David DiamondST. JOHN’S – A cyberattack appears to be behind a provincewide disruption of healthcare services in Newfoundland and Labrador that has affected thousands of appointments and procedures, including those involving COVID-19 testing.

“We may have been victims of a possible cyberattack by a third party,” said Health Minister John Haggie at a news conference.

Sources told CBC News on the weekend that the attack was ransomware, but Haggie said he can’t confirm that yet.

“The nature and extent of it are still under investigation,” he told reporters.

One thing is clear, this event has rocked the healthcare system – foremost at Eastern Health – the largest of the province’s four health authorities, where almost all procedures except emergency ones were cancelled.

“It’s been a difficult few days,” said David Diamond (pictured), Eastern Health’s CEO.

The range of what’s been affected at the health authority is wide, with no patients able to be registered and the entire email system down.

Eastern Health is now using its contingency plan to get by, one that’s effectively pushed the health authority into the past.

“[It] means we go back to a paper-based system, which is not very efficient, and slow,” said Diamond.

He couldn’t put an exact number on how many procedures – ranging from surgeries to chemotherapy to X-rays – have been affected, but estimated it to be in the thousands.

Clinical experts, he said, advised against going ahead with most appointments using the paper-based system for safety reasons.

“It is a significant impact, there’s no doubt about that, and the numbers would be quite large,” Diamond said. “Eastern Health delays affect patients across the province, because people come to the St. John’s area for specialist appointments.”

Western Health and Labrador-Grenfell Health appear to have escaped much of the damage, while Central Health is moderately affected, said Haggie.

Some tests requiring samples to be processed in the Eastern Health region will need to be rescheduled, and anyone needing COVID-19 testing in the Western Health area is asked to call a toll-free number.

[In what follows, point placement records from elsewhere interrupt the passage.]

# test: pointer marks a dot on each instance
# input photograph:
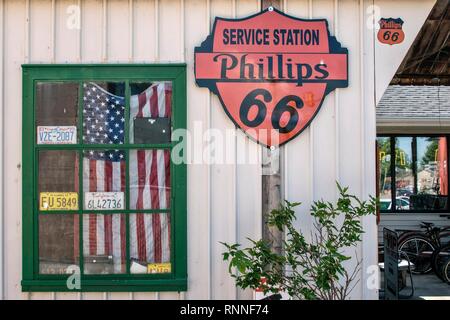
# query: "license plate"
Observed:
(103, 201)
(57, 135)
(159, 268)
(53, 201)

Haggie said his department has recommended that COVID-19 testing move away from electronic and phone bookings toward a drop-in basis. The online portal that gives people their test results has been affected, and Haggie said public health officials will notify by telephone of positive results.

Vaccination clinics are unaffected by the outages.

Patients with procedures going ahead despite the issues will be contacted, said Diamond. For the rest, phone lines and web portals have been set up for rescheduling.

Diamond said dealing with the cancellations may require staff to put in extra hours on evenings and weekends. The system has overcome recent backlogs stemming from COVID-19 lockdowns and snowstorms, with those experiences being helpful in addressing the current one.

Haggie said the Newfoundland and Labrador Centre for Health Information – which handles IT needs for the province, including electronic health records – and telecommunications company Bell Aliant are working on the problem, but there is no clear timeline yet for when things will return to normal.

There are more questions than answers at this point as to what happened, and the extent of the damage.

Haggie said they “have no information one way or another” about whether patients’ personal information has been compromised.

The office of the privacy commissioner has been notified, he said, and a slate of organizations and bodies outside the provincial government have been looped in, including Health Canada, the province’s healthcare insurer, and law enforcement agencies.

One cybersecurity expert said ransomware attacks have been known to hit healthcare services.

“These types of attacks are very virulent,” said Steve Waterhouse, a former information systems security officer with the Department of National Defence, based in Montreal.

“As we speak, they go across the world, and especially they attack health services systems, for the purpose of inducing those health services to pay rapidly to recover access to their systems so they can continue serving the population.”

Ransomware attacks use malicious software to block or encrypt files, with a ransom payment demanded in order to restore access.